Beef 'O' Brady's is among the restaurants that added pop-up drive-thrus in the restaurant's parking lot and virtual pop-up locations. Most of Beef 'O' Brady's 138 locations are in-line and not freestanding, she explains. The virtual pop-up drive-thru were created with a “very minimal” list that includes a logo, tent and cones. “As fast as we could we made banners, flags and signs,” she adds. Using social media, a Beef 'O' Brady's franchise promotes they’re taking orders and were dropped off in a predesignated location from the Beef 'O' Brady's pop-up tent. Customers ordered and prepaid. The brand uses Toast's POS, and the cloud-based system ”allowed us to embrace off-premises and the delivery aspect,” Bogg explains.
Now that dining rooms are reopening, Beef 'O' Brady's has ceased pop-up drive-thrus.
Locations are also using third-party delivery services, and some franchises are testing native or in-house delivery. “Some of the locations that have opted-in to self-delivery have been very successful, and it's been their #2 sales driver, beating our several third-party delivery platforms such as UberEats,” Bogg says. “It is something that many of our franchisees are looking to add, and we're utilizing online ordering to do so.”
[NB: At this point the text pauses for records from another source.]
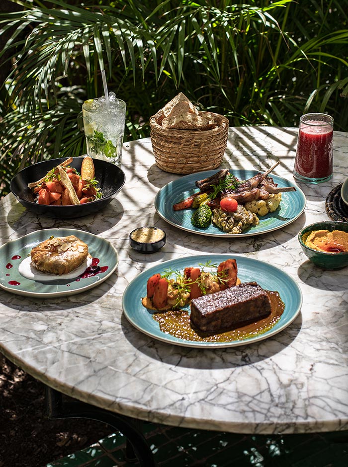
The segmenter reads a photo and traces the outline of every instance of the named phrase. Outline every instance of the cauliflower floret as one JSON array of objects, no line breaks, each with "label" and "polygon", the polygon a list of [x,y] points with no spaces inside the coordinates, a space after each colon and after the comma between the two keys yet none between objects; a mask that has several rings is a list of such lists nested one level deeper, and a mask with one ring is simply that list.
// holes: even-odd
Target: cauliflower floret
[{"label": "cauliflower floret", "polygon": [[248,201],[244,205],[246,209],[260,217],[265,216],[268,212],[274,212],[281,201],[281,193],[272,193],[267,199]]}]

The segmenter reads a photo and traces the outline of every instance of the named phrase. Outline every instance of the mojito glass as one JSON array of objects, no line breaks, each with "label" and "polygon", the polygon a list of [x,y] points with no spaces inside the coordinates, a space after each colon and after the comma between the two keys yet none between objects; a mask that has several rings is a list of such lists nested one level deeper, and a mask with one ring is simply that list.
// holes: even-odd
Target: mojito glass
[{"label": "mojito glass", "polygon": [[126,106],[113,93],[109,93],[108,108],[104,96],[83,104],[87,153],[90,157],[121,164]]}]

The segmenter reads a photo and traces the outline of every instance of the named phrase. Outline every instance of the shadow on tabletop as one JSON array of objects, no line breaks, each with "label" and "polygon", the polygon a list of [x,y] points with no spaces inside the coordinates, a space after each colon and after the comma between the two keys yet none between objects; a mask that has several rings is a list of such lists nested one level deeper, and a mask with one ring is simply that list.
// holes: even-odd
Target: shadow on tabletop
[{"label": "shadow on tabletop", "polygon": [[124,314],[121,319],[125,337],[139,352],[169,365],[200,370],[238,368],[271,358],[291,344],[302,325],[300,313],[286,329],[275,336],[254,343],[210,350],[163,342],[133,327]]},{"label": "shadow on tabletop", "polygon": [[298,277],[307,285],[319,290],[347,291],[347,284],[339,283],[337,278],[347,276],[348,267],[335,270],[323,269],[307,260],[297,270]]},{"label": "shadow on tabletop", "polygon": [[[18,202],[8,212],[6,221],[19,236],[38,230],[51,228],[74,228],[97,235],[117,225],[122,219],[124,212],[121,203],[115,198],[100,212],[77,219],[58,219],[39,217]],[[95,222],[96,217],[100,215],[103,217],[102,222]]]}]

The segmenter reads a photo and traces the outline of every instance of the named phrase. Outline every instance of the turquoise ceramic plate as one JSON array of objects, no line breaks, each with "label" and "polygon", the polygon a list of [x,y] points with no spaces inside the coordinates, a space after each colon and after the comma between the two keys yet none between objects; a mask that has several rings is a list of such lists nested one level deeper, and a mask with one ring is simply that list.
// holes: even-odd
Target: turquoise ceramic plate
[{"label": "turquoise ceramic plate", "polygon": [[185,267],[197,266],[208,261],[219,264],[230,257],[226,255],[190,256],[166,261],[150,268],[137,276],[125,290],[122,298],[125,315],[135,327],[145,334],[165,342],[188,347],[211,348],[244,345],[266,339],[280,332],[288,326],[299,313],[302,302],[301,290],[294,280],[284,271],[268,263],[245,256],[236,255],[234,257],[237,260],[238,277],[242,282],[255,280],[264,289],[277,290],[285,305],[280,320],[271,329],[264,334],[227,342],[186,341],[162,332],[158,323],[153,319],[151,312],[142,305],[141,298],[146,295],[147,280],[153,274],[161,273],[165,269],[183,271]]},{"label": "turquoise ceramic plate", "polygon": [[[47,282],[27,279],[18,272],[21,261],[29,256],[33,247],[52,235],[66,237],[73,235],[85,242],[88,245],[90,255],[99,260],[98,266],[101,271],[95,276],[70,280],[56,280]],[[73,295],[103,282],[111,276],[118,264],[117,251],[109,242],[100,237],[74,229],[39,230],[8,242],[0,247],[0,287],[17,295],[43,298]]]},{"label": "turquoise ceramic plate", "polygon": [[342,184],[341,188],[341,197],[344,202],[348,205],[348,177]]},{"label": "turquoise ceramic plate", "polygon": [[[173,206],[175,203],[198,191],[195,187],[195,182],[210,177],[216,173],[216,170],[209,170],[185,175],[177,180],[171,182],[162,188],[155,198],[155,208],[159,215],[172,225],[192,232],[201,235],[212,237],[247,237],[259,235],[280,229],[297,219],[303,212],[306,206],[306,197],[299,188],[296,191],[282,193],[281,202],[279,207],[270,214],[260,217],[258,225],[251,227],[241,234],[225,233],[212,223],[205,229],[198,229],[191,223],[191,216],[194,209],[174,211]],[[240,180],[249,179],[258,173],[255,170],[234,170],[233,174]],[[276,175],[272,176],[279,187],[291,187],[290,183],[285,179]]]}]

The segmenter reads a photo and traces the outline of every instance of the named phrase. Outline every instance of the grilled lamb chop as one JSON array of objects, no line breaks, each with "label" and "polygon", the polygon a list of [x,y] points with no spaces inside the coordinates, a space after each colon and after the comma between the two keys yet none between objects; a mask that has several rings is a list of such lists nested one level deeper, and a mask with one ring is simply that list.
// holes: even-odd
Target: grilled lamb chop
[{"label": "grilled lamb chop", "polygon": [[218,184],[219,181],[221,179],[224,178],[229,172],[228,169],[223,169],[207,179],[203,179],[202,180],[197,180],[196,187],[197,187],[202,191],[207,191],[211,189],[211,185],[215,185]]}]

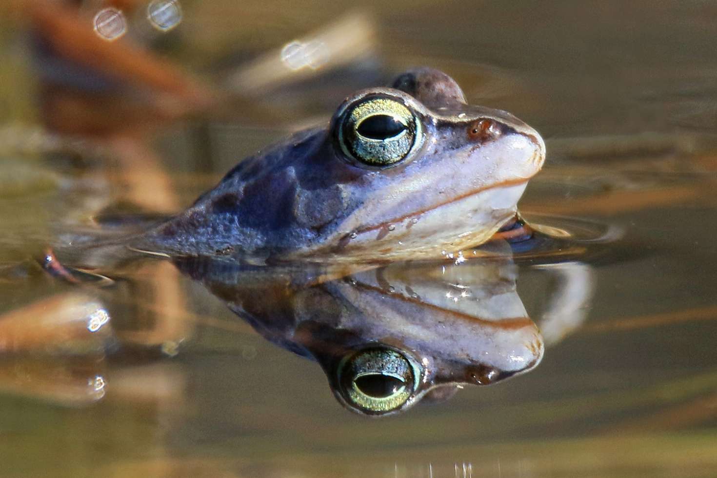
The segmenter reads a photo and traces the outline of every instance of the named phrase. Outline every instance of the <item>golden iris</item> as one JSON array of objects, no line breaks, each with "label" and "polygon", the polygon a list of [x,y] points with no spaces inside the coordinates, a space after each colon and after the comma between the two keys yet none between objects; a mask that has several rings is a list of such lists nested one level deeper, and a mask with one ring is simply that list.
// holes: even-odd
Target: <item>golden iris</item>
[{"label": "golden iris", "polygon": [[418,387],[420,373],[403,355],[389,348],[360,350],[338,368],[346,400],[358,408],[383,414],[403,406]]},{"label": "golden iris", "polygon": [[374,166],[390,166],[405,159],[419,143],[421,123],[399,101],[369,97],[350,107],[338,128],[344,153]]}]

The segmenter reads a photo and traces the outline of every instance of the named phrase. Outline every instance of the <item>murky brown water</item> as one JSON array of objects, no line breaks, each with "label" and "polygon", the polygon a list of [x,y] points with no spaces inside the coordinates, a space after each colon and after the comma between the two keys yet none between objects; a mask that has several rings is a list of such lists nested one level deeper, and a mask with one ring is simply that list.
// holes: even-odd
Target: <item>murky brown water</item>
[{"label": "murky brown water", "polygon": [[[713,4],[374,2],[359,11],[374,33],[359,39],[358,66],[247,87],[180,120],[167,113],[176,98],[143,110],[131,105],[152,102],[143,97],[127,105],[49,86],[55,67],[27,34],[38,5],[11,11],[0,29],[0,334],[16,349],[0,358],[0,476],[717,473]],[[182,6],[172,32],[151,33],[138,14],[128,36],[222,85],[357,8]],[[91,21],[96,9],[85,8]],[[543,135],[549,158],[521,203],[526,217],[620,231],[582,244],[567,272],[534,267],[554,258],[517,261],[518,292],[548,343],[532,371],[371,419],[336,402],[315,362],[267,342],[168,262],[113,266],[106,287],[34,265],[96,211],[118,201],[176,211],[343,95],[417,64]],[[593,285],[592,300],[569,310],[584,320],[541,322],[552,295],[579,279]]]}]

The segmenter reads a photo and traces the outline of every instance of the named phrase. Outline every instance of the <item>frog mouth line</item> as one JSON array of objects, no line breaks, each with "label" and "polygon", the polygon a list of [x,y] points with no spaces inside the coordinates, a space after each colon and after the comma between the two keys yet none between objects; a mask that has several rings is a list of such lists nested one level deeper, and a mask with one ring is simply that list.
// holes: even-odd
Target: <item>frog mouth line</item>
[{"label": "frog mouth line", "polygon": [[[532,177],[532,176],[531,176],[531,177]],[[488,187],[485,187],[485,188],[480,188],[479,189],[475,189],[475,190],[473,190],[472,191],[465,193],[465,194],[461,194],[460,196],[457,196],[453,198],[452,199],[450,199],[450,201],[443,201],[443,202],[440,203],[438,204],[435,204],[435,205],[431,206],[430,207],[427,207],[427,208],[424,208],[423,209],[419,209],[417,211],[413,211],[412,213],[409,213],[408,214],[405,214],[405,215],[401,216],[399,217],[397,217],[397,218],[394,218],[394,219],[389,219],[388,221],[381,222],[381,223],[380,223],[379,224],[376,224],[376,225],[366,226],[362,227],[361,229],[356,229],[353,232],[355,234],[365,234],[365,233],[367,233],[367,232],[371,232],[372,231],[381,230],[381,229],[384,229],[384,228],[387,229],[390,226],[394,225],[394,224],[400,224],[400,223],[403,222],[404,221],[405,221],[406,219],[408,219],[409,218],[412,218],[412,217],[417,218],[418,216],[421,216],[422,214],[424,214],[427,212],[429,212],[429,211],[433,211],[435,209],[437,209],[438,208],[442,207],[443,206],[446,206],[447,204],[454,204],[454,203],[457,203],[458,201],[462,201],[464,199],[466,199],[467,198],[470,198],[470,197],[471,197],[473,196],[475,196],[476,194],[482,193],[482,192],[483,192],[485,191],[488,191],[488,190],[490,190],[490,189],[494,189],[495,188],[503,188],[503,187],[508,188],[508,187],[511,187],[511,186],[519,186],[521,184],[523,184],[525,183],[527,183],[528,181],[530,181],[530,179],[531,179],[530,177],[525,178],[521,178],[521,179],[511,179],[510,181],[503,181],[502,183],[497,183],[495,184],[493,184],[493,185],[491,185],[490,186],[488,186]]]}]

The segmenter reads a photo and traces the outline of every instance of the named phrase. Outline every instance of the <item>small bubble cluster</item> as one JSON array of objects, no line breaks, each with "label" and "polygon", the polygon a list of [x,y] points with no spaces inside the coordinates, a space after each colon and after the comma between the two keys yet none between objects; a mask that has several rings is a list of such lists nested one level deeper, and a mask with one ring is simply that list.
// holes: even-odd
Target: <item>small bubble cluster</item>
[{"label": "small bubble cluster", "polygon": [[286,44],[281,49],[282,63],[293,70],[306,67],[318,70],[328,62],[330,56],[326,44],[316,40],[308,43],[295,40]]},{"label": "small bubble cluster", "polygon": [[152,0],[147,6],[147,19],[160,32],[168,32],[181,23],[181,7],[178,0]]},{"label": "small bubble cluster", "polygon": [[104,309],[98,309],[87,319],[87,330],[97,332],[110,321],[110,315]]},{"label": "small bubble cluster", "polygon": [[95,15],[95,33],[108,42],[114,42],[127,32],[127,20],[120,10],[106,8]]}]

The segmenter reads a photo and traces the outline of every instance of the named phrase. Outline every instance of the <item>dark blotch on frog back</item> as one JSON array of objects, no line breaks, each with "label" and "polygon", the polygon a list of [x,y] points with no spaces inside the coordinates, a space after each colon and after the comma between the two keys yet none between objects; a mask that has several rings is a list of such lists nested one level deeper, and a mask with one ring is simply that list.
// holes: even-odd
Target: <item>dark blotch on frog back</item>
[{"label": "dark blotch on frog back", "polygon": [[351,209],[345,183],[353,178],[334,169],[326,140],[325,130],[314,130],[242,161],[138,247],[171,255],[265,256],[310,246]]}]

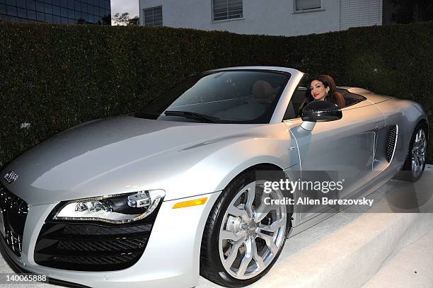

Some locations do have curbside ordering and curbside pickup. And while 90% of online orders are paid for online, there’s still that small percent that pay during pickup. Franchises have handhelds to process payments and also accept cash.
“We are looking for unique ways to keep employees on the payroll,” Boggs says.
The 35-year-old sports bar brand is adapting to the times by offering different variations of their regular food and beverage menus for to-go orders, as well as beer and wine for delivery.
“People don’t want to cook three meals a day,” Boggs says.
Locally owned and operated franchises are part of their communities, so when the country first shut down, select locations stepped up to the plate and delivered groceries. Customers needed "our support and a safe way for customer to access food outside of a grocery store,” said Boggs. Now that the country has reopened, the franchises have stopped offering staples such as milk, cheese, produce, meats, condiments and sauces.